Nudes 4 Sale

In the digital age, it’s considered rather simple to start your own business online. Some sell their art on Etsy, others advertise vintage clothing on ASOS Marketplace. However, an alternative practice is attracting entrepreneurs around the world. It’s the act of uploading their most intimate images to a virtual audience, in exchange for a monthly fee. A website representative says there are now more than 120 million users registered, and its popularity is growing rapidly. The website is OnlyFans.

I first heard of OnlyFans in 2018, when a girl I knew from my local area began advertising her profile on Instagram. At the time, she was the only person anyone was aware of that was selling such content online. Screenshots of her homepage were sent into multiple group chats I was in, often accompanied with messages such as “would you dare” and “how embarrassing”. At first, I thought the same.

But, as the website’s popularity grew, and more people I knew started using the platform, I began to see OnlyFans as an unconventional, yet interesting new way of earning income.

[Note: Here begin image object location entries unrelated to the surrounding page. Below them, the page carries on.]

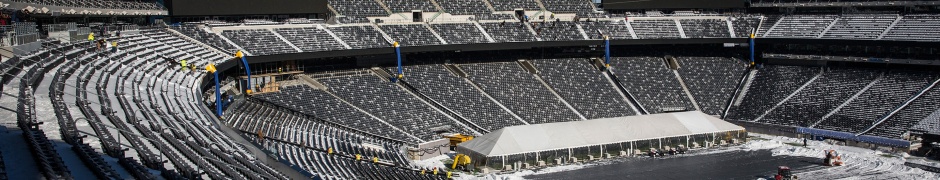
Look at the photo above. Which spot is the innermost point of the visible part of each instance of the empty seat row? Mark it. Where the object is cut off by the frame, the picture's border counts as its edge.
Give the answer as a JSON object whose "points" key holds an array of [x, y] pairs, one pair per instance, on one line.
{"points": [[652, 83], [310, 39], [584, 87], [520, 92], [258, 41], [808, 106], [886, 94], [394, 105], [711, 80], [411, 34]]}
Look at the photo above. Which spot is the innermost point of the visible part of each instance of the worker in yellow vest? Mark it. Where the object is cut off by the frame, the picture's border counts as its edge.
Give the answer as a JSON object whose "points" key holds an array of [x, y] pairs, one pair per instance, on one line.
{"points": [[91, 38]]}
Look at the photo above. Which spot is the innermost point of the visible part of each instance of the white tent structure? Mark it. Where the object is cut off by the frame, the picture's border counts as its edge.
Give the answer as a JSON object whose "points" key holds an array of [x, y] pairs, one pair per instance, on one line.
{"points": [[548, 142]]}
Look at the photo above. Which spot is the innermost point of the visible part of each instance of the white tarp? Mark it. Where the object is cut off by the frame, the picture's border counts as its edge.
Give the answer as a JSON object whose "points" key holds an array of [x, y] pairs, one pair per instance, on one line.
{"points": [[563, 135]]}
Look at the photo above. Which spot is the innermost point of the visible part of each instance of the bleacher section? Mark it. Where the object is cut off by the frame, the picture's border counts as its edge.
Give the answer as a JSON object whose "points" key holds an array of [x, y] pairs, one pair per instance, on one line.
{"points": [[394, 105], [519, 91], [460, 33], [399, 6], [877, 101], [581, 7], [102, 4], [705, 28], [711, 80], [357, 10], [584, 87], [411, 34], [326, 166], [598, 29], [258, 41], [655, 29], [508, 32], [898, 125], [653, 84], [916, 28], [744, 25], [509, 5], [310, 39], [360, 37], [770, 84], [860, 26], [464, 7], [208, 38], [457, 94], [149, 106], [810, 105], [329, 108], [801, 26], [260, 120], [558, 31]]}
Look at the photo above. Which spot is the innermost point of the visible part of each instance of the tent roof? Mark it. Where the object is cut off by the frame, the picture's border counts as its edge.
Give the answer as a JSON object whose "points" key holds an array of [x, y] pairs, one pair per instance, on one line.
{"points": [[563, 135]]}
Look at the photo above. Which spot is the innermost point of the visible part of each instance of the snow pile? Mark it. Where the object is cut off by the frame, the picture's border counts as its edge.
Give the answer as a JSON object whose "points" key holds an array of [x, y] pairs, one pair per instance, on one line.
{"points": [[860, 163], [435, 162]]}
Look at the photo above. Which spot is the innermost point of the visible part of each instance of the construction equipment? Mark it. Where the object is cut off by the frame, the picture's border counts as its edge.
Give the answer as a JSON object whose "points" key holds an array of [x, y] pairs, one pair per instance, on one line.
{"points": [[461, 160], [832, 158], [784, 173], [458, 138]]}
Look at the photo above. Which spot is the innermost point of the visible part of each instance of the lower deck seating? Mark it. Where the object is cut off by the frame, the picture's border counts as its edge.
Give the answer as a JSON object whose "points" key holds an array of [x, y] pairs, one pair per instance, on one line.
{"points": [[460, 96], [899, 124], [877, 101], [332, 109], [520, 92], [508, 32], [770, 85], [711, 80], [745, 25], [360, 37], [652, 83], [322, 165], [394, 105], [584, 87], [830, 90]]}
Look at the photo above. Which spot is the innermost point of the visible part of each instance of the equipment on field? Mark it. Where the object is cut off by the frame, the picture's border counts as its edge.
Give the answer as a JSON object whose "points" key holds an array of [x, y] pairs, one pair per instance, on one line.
{"points": [[461, 160], [457, 139], [832, 158], [784, 173]]}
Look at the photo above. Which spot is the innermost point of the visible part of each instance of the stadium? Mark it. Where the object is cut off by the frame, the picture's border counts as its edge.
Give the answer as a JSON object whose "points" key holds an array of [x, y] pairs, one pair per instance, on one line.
{"points": [[469, 89]]}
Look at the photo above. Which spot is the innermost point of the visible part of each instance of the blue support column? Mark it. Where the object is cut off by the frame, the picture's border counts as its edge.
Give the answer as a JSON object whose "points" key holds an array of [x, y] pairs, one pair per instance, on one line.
{"points": [[247, 70], [751, 46], [606, 52], [401, 72], [218, 95]]}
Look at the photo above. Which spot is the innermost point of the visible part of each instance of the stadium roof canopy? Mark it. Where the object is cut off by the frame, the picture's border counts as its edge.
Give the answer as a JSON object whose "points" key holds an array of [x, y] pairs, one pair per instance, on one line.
{"points": [[564, 135]]}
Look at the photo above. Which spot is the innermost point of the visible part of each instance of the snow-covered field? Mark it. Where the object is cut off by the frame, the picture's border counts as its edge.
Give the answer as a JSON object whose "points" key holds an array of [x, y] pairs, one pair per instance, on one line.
{"points": [[860, 163]]}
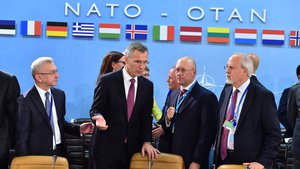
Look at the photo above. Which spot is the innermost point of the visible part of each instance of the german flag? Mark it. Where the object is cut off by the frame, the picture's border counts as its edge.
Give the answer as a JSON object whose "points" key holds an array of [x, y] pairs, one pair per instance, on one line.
{"points": [[57, 29]]}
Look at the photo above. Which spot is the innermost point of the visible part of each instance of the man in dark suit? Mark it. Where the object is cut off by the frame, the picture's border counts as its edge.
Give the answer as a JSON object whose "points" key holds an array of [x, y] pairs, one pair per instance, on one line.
{"points": [[40, 122], [248, 130], [293, 111], [191, 124], [282, 108], [9, 92], [122, 107]]}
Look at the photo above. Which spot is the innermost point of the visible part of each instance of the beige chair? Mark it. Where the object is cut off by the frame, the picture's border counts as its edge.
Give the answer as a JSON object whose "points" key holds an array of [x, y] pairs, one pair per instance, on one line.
{"points": [[163, 161], [38, 162]]}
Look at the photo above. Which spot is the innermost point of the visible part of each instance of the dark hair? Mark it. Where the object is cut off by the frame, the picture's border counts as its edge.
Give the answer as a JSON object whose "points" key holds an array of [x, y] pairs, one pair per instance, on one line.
{"points": [[106, 66]]}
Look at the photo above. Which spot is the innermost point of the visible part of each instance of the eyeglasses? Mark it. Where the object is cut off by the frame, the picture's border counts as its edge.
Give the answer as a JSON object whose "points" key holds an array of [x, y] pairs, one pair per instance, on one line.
{"points": [[139, 62], [177, 70], [48, 73]]}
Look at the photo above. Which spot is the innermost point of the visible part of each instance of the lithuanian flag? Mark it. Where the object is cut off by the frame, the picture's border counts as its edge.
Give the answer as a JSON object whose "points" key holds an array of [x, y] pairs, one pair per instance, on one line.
{"points": [[218, 35], [57, 29]]}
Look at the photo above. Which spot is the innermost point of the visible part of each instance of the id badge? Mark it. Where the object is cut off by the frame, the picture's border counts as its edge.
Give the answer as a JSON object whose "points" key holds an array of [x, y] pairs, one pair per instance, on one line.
{"points": [[228, 125]]}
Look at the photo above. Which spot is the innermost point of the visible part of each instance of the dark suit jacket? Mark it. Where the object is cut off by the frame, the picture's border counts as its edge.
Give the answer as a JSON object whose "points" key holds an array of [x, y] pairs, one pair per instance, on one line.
{"points": [[9, 91], [110, 101], [282, 110], [195, 126], [257, 135], [33, 130]]}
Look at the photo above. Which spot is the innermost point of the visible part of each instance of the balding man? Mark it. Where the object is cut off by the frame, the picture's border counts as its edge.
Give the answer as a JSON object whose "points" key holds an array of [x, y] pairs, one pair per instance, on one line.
{"points": [[192, 121], [248, 130]]}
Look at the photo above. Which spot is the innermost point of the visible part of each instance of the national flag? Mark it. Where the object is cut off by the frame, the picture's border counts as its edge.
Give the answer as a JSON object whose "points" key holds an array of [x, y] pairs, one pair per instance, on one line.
{"points": [[57, 29], [83, 30], [295, 38], [245, 36], [7, 27], [109, 30], [138, 32], [190, 33], [163, 32], [31, 28], [218, 35], [273, 37]]}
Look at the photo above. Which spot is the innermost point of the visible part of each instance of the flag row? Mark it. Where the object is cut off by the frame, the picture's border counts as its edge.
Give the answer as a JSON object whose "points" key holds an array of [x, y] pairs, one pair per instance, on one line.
{"points": [[244, 36]]}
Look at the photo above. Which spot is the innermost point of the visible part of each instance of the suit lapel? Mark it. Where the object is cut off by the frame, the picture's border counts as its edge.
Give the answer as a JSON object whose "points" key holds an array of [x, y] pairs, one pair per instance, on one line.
{"points": [[247, 103], [37, 101]]}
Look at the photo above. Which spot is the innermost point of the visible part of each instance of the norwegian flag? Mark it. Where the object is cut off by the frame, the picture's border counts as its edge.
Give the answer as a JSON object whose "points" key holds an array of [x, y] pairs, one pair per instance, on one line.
{"points": [[136, 32], [295, 38]]}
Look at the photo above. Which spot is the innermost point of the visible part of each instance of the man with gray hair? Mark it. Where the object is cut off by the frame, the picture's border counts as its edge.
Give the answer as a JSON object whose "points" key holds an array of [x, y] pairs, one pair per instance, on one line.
{"points": [[40, 124], [248, 130]]}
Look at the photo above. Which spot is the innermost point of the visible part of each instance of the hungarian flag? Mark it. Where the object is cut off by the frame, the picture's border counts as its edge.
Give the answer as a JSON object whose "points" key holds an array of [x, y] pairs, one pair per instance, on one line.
{"points": [[165, 33], [190, 33], [7, 27], [109, 30], [245, 36], [57, 29], [218, 35], [137, 32], [273, 37], [295, 38], [31, 28]]}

Besides, 15% of us are sexting nowadays, according to a 2018 study published by the Journal of the American Medical Association.

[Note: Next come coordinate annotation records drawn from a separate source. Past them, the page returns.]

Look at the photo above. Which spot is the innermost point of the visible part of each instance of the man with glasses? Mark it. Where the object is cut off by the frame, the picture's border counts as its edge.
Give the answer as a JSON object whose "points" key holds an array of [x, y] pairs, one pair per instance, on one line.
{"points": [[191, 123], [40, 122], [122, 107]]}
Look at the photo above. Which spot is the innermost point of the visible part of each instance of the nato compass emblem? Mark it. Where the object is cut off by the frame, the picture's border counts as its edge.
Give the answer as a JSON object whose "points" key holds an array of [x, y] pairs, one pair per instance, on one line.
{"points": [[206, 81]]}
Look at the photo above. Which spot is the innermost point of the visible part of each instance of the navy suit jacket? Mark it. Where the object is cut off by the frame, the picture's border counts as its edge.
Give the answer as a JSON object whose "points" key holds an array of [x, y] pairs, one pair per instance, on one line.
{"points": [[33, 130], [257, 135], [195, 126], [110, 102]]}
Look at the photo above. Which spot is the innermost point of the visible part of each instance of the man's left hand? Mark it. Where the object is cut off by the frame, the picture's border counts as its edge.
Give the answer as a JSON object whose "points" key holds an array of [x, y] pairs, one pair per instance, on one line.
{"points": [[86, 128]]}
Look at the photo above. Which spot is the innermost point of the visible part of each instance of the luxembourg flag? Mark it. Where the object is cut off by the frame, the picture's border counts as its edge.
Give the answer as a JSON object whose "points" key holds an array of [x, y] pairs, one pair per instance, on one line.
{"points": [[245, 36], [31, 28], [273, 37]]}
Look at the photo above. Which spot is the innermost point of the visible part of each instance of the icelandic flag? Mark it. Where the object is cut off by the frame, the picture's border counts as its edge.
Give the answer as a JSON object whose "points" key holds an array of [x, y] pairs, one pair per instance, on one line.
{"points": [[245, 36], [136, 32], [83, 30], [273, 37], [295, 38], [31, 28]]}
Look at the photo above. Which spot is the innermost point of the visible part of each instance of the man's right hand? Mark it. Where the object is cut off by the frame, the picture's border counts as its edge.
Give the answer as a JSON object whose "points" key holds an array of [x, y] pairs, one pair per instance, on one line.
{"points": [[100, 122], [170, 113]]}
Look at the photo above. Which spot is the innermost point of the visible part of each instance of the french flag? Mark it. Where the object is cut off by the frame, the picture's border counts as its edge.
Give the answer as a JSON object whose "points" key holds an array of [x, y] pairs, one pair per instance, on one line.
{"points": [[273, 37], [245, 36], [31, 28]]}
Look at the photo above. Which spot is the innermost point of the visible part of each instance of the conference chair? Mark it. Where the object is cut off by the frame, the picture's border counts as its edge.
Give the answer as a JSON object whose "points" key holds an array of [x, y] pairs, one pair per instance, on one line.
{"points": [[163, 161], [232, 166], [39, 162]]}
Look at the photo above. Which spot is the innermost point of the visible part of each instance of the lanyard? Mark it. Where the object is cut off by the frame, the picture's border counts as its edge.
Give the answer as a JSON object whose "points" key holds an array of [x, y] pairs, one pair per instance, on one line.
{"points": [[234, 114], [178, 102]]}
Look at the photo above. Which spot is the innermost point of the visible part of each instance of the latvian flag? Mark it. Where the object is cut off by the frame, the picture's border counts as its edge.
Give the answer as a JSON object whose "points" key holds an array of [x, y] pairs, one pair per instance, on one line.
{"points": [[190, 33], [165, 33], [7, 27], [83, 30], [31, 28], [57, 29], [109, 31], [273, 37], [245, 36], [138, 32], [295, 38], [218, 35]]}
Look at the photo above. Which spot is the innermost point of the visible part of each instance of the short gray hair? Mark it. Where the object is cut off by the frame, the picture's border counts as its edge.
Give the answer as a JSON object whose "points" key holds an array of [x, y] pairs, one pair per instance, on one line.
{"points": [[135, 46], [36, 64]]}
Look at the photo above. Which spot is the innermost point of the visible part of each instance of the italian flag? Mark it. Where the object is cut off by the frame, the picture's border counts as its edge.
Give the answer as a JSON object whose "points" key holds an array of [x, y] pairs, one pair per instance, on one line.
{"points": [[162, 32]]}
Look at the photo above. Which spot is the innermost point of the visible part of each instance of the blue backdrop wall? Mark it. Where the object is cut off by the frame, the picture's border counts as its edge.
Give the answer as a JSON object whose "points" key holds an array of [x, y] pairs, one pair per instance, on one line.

Why not make some money from it?

Lifestyle and culture magazine VICE even has a regular column called 'Are You Getting Any?', which details how much, or how little, my generation, 'Gen Z', is having sex.

Included in this piece are the voices of 4 women - 3 of whom I consider friends, and 1 I have come to know via social media. I am investigating OnlyFans as a platform with an acknowledgement of my own bias, as I am aware of the money it has allowed my friends to earn when they’ve faced financial hardships.

1 million people globally are using OnlyFans as a method to generate extra income. Founded in 2016, the website is the contrivance of its London-based CEO Tim Stokely, and is a provocative platform that offers content creators the opportunity to monetise and determine their own workload via a subscription service - something unattainable on most social media platforms.

Speaking to Wired in 2019, Stokely stated that: "Uber is a bolt-on to your car just as OnlyFans is a bolt-on to your existing social media" - and he wasn’t wrong. As of March 2021, the representative says they have paid out more than £2bn in creator earnings. Make no mistake; this appears to be just the beginning for OnlyFans, who receive 20% of all money made on the website. According to their help page, this percentage "covers referral payments, payment processing, hosting, support, and all other services".

Creators decide their own monthly rates, which gives them "a feeling of power and control", as creator Tia explains. Tia, who has used the platform since February 2020, made more in her first month on OnlyFans than she does monthly in her day job as a full time retail assistant. I've known Tia for 2 years, and although she credits the platform with helping her financially, it has generated difficulties in her personal life. She notes, "men think if you do OnlyFans, you'll be easy to sleep with. It affects relationships and creates pre-judgement".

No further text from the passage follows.